Effects of habitual endurance and resistance exercise on insulin action in primary human skeletal muscle stem cells

Endurance-oriented exercise typically enhances insulin action in skeletal muscle; however, relatively little is known about the impact of resistance exercise. In the present study, insulin action was determined in primary human skeletal muscle stem cells (HSkMCs) isolated from habitual endurance and resistance exercisers and sedentary controls (N = 8–9/group). Insulin action was assessed by insulin-stimulated glycogen synthesis and glucose oxidation using 14C-labeled glucose and insulin signal transduction measured as phosphorylation of Akt (Ser⁴⁷³) and AS160 (Thr⁶⁴⁰). No differences were detected in basal and insulin-stimulated glycogen synthesis, glucose oxidation, and insulin signal transduction between the endurance and resistance exercisers. When HSkMCs were challenged by a fatty-acid treatment which induced insulin resistance, no differential protection was detected with either exercise training modality.
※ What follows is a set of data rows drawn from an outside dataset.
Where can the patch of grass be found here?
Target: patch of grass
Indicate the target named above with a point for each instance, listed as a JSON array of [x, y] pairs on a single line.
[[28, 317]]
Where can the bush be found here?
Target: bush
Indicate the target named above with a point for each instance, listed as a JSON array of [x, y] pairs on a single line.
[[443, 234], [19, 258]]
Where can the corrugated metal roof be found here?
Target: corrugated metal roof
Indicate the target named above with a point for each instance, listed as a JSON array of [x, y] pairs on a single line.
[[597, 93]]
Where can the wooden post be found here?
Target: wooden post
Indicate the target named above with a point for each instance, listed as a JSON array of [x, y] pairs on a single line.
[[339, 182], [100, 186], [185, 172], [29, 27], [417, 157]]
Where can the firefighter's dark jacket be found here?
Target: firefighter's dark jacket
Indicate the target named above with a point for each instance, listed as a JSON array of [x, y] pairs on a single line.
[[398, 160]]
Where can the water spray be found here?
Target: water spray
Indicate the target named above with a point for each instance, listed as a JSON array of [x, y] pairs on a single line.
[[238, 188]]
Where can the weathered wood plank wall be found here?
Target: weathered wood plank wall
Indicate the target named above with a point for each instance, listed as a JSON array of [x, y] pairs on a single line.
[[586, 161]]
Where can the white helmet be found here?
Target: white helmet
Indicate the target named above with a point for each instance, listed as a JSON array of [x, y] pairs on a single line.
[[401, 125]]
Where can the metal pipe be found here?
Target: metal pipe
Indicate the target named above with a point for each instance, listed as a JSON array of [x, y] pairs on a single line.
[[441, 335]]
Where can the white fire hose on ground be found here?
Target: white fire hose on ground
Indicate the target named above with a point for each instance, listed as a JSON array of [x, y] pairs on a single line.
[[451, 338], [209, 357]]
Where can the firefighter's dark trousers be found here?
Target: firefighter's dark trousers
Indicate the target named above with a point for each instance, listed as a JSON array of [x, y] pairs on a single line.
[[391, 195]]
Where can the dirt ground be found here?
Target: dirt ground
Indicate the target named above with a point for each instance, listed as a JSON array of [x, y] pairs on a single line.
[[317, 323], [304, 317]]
When data from the habitual endurance and resistance exercise groups were combined (EX) and compared to sedentary controls, HSkMC from EX exhibited greater rates of insulin-stimulated glycogen synthesis. However, Akt and AS160 phosphorylation were similar between EX and sedentary individuals. Exercise training provided no protection against fatty-acid-induced insulin resistance across any measure of insulin action. These data suggest that habitual exercise, including resistance training, improves insulin action in skeletal muscle but may not offer intrinsic protection against fatty-acid-induced insulin resistance.